Aussi, ce livre resta longtemps à attendre. Au fil des saisons, emporté par l'ennui, il développa sans s'en rendre compte une conscience. Il prit conscience peu à peu de son environnement, de la présence d'hommes, de l'amoncellement de livres tout autour de lui. Pendant longtemps, l'esprit engourdi, il ne fit que percevoir les vibrations des pas, les voix des clients, et la lumière tamisée des lampes.
Petit à petit, il emmagasinait des connaissances : le bouquiniste était grand orateur et érudit,  et il lui arrivait souvent de s'entretenir de longues heures avec sa clientèle, au sujet de la littérature, des arts, et du monde.
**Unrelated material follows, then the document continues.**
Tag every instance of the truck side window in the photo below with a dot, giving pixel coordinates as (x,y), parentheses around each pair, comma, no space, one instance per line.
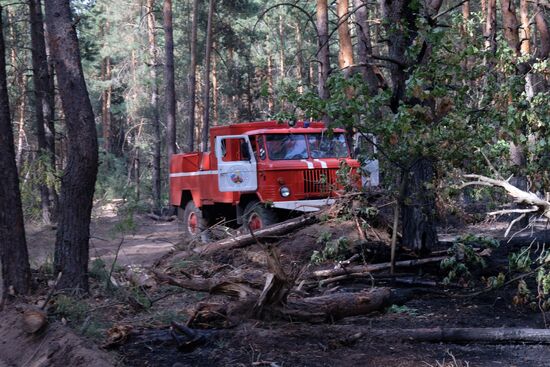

Ainsi, cet ouvrage devint lui aussi érudit. Quand il fut assez éveillé pour être capable d'introspection et d'esprit critique, la connaissance était déjà là, absorbée comme un liquide par une éponge.
Ce livre, une fois totalement ouvert sur le monde et sur lui-même, parfaitement conscient de sa propre capacité à ressentir, à percevoir et à penser, fut emporté dans un torrent de question. Il se demandait pourquoi il était resté là, pourquoi personne ne l'avait jamais acheté, pourquoi il était parfaitement vierge, comment il s'était développé un esprit aussi affuté. Il se demandait s'il était le seul livre de la sorte ou si ses compagnons, tout aussi immobiles et silencieux que lui, avaient eux aussi le pouvoir de penser sans que personne n'en susse rien. La question s'était longuement posé en lui : était-il le seul ? Etait-il unique ? Et s'il l'était, pourquoi existait-il, pourquoi une pensée se poursuivait-elle quelque part entre ses pages nues ?
Un beau jour, il se trouva le pouvoir de lire les livres qui l'entouraient, comme s'il avait eu des yeux penchés sur leurs mots. Il commença alors à les lire. A tous les lire. Au fil de nombreux rangements, il put lire des romans, des essais, des pièces de théâtre, des partitions de musique, des livres de géographie, d'histoire, d'art, d'ésotérie, de science, de religion, de philosophie, et ainsi compléta sa culture.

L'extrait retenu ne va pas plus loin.